There once lived a dodobird called JI INN =D Such an awesome name she has. (Oh, the word of the day today is 'awesome'.)
Clarice just asked me what a 'dodobird' looks like O___O Um. I don't know. It's extinct already. (Meaning Ji Inn is extinct? I know she's endangered. One of a kind <3)
Clarice just did a Google search. 'Dodobird.' Oh my.
Vietson is being noisy. As usual. Go dig a hole and think about your _H_N_Y. Ahem.
Have you heard of Paxton? He's a bean. Oh my gosh if he sees this I die. DIE. GG.
That's to prevent him from seeing the post. As I was saying, he's another disgusting person who tops the level (almost la; what's the difference? O__O My ranking is within 10x of his.) He has obsessive compulsive disorder and it'll take a million years for anyone to train him to being able to not fiddle with / blow at his fringe for more than 10 minutes. =D
I kind of forgot to mention that Clarice is another dodobird that scores @#$%^&*! without studying / doing tutorials. That's the reason Ji Inn is a dodobird too. (Oh, she says she does her tutorials.) I dislike dodobirds. That's why they're extinct. O__O Not my fault.
Anyhoo, I haven't talked about Si Lei yet! ;D Si Lei is pretty =D Vietson just said more rubbish. Continuing on..
Vietson knocked his chin against the table. All his teeth break off liao. O:
Time to talk about Marcus ;D Marcus is perpetually hungry. And that's an understatement.

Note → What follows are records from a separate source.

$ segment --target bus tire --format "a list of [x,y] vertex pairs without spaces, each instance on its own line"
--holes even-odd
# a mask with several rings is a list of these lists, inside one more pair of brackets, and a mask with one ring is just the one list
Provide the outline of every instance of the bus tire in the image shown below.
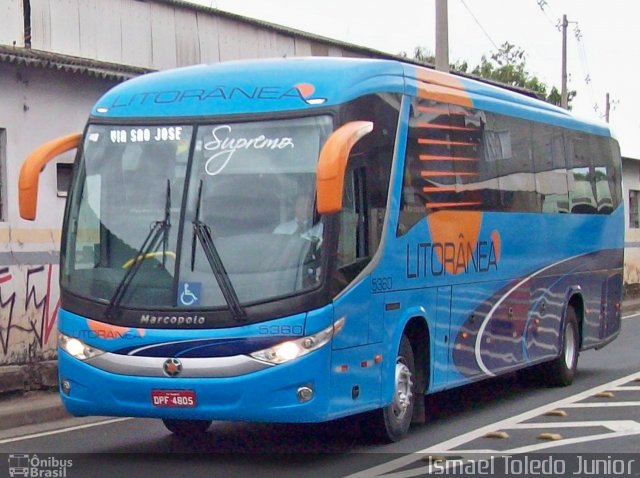
[[163,418],[162,423],[174,435],[179,437],[192,437],[204,435],[211,426],[211,420],[174,420]]
[[562,328],[560,355],[544,366],[544,376],[549,385],[554,387],[571,385],[578,367],[579,348],[580,335],[576,310],[569,305]]
[[397,442],[409,432],[415,404],[415,362],[413,349],[406,335],[400,340],[396,356],[392,402],[368,415],[366,432],[376,441]]

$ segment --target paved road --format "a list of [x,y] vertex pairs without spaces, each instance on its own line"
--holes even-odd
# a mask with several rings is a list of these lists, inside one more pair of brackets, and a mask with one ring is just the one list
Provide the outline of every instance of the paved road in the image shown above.
[[[9,430],[0,435],[0,453],[37,453],[39,459],[83,453],[66,457],[73,461],[66,474],[70,478],[400,478],[438,471],[429,457],[453,456],[462,462],[487,454],[532,452],[633,453],[627,457],[637,455],[640,469],[638,343],[640,315],[634,315],[623,321],[621,336],[611,345],[581,354],[571,387],[547,388],[510,375],[437,394],[429,400],[429,423],[393,445],[367,443],[366,430],[353,421],[312,426],[214,423],[206,438],[185,443],[159,421],[117,419]],[[541,439],[542,433],[554,439]],[[8,473],[3,461],[0,476]]]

Oh, Dinghan (Sculpture representation: The Thinker) brings 'dodobird' to a whole new level. Him and Weidong (Sculpture representation: [wei]dog, as 'The Thinker' likes to call him.) are like some invincible duo of lameness and gaydom.
Our class has people who are always swearing ): We need to do something about that.
Here comes Kok Leong. S: He's a little boy. (:
End of PW lesson ): Time for Econs D< Aw man.